FINDING 9/11 WITH TALES OF TINY LOSSES


by Fiona Mountford

How fitting that it should be a theatre company from New York that ahs concocted such a penetrating and poignant piece about things that have been lost. yet dwell not on burning towers and falling bodies, for Gone Missing keeps 9/11 at a considerable yet respectful distance.

"The world is made of little things — what is important is to see them largely," says someone at the end, a line that serves as a fitting summation of this terrific work. Gone Missing created by recently formed company The Civilians, arrives on these shores from the Big Apple laden with praise, to which London audiences should hasten to add their voices during this all-too-short run. The premise is beguilingly simple: members of director Steven Cosson's team interviewed New Yorkers about precious misplaced objects and then turned the results into a 70-minute "mockumentary", or documentary interspersed with cabaret-style interludes.

Shoes, rings, cuddly toys, husbands, innocence, the plot, life itself: it seems there is nothing that New Yorkers have not let slip through their fingers.

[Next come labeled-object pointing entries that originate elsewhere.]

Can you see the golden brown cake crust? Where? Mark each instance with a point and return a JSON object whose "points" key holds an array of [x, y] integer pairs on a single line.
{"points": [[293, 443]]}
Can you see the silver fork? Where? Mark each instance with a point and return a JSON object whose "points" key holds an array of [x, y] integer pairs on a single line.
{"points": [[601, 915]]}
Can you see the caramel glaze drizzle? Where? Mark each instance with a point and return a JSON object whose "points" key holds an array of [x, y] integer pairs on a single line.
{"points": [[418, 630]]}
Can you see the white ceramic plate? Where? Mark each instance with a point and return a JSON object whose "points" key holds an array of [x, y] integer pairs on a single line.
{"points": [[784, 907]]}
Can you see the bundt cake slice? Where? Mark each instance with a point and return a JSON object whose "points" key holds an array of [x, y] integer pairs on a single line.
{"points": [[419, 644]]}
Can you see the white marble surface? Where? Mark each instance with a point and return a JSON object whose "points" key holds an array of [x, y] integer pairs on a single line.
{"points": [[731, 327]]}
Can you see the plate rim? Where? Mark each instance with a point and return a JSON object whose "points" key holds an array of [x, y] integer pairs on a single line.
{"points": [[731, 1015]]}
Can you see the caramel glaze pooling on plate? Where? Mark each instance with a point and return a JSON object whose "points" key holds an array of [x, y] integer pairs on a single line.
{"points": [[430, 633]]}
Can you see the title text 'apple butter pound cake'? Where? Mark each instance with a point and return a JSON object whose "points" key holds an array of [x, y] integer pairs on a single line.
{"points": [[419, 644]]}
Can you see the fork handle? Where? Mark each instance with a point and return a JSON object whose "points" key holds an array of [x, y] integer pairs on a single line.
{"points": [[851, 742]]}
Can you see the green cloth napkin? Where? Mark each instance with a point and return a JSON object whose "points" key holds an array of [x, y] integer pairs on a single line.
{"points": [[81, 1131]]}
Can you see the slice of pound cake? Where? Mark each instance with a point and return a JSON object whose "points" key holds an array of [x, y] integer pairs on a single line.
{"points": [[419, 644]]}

But tell us only about objects, insist those canny Civilians, thus ensuring that fundamental issues of love, family, belonging and the meaning of the whole darn shooting match can rise up unforced in their own good time.
It is therefore in the context of a lost Palm Pilot that the World Trade Center gets its one and only mention.

Rest assured that such treatment is the very opposite of glib. The underlying — and universally applicable — message is clear: if we place such value on small, even sentimental objects, how can we begin to count the cost of devastating large-scale losses?

In between each succinct section, members of the well-drilled, six-strong cast perform Michael Friedman's neatly judged songs.

In I Gave It Away, Maria Dizzia, Christina Kirk and Alison Weller affect cloying sweetness whilst acidly listing the physical and emotional leftovers of a failed cohabitation, whereas in Etch a Sketch, the whole company laments the blunting of a sharp mind once capable of memorising the periodic table.

We listen, empathise and agree that to lose is what binds us together in our humanity.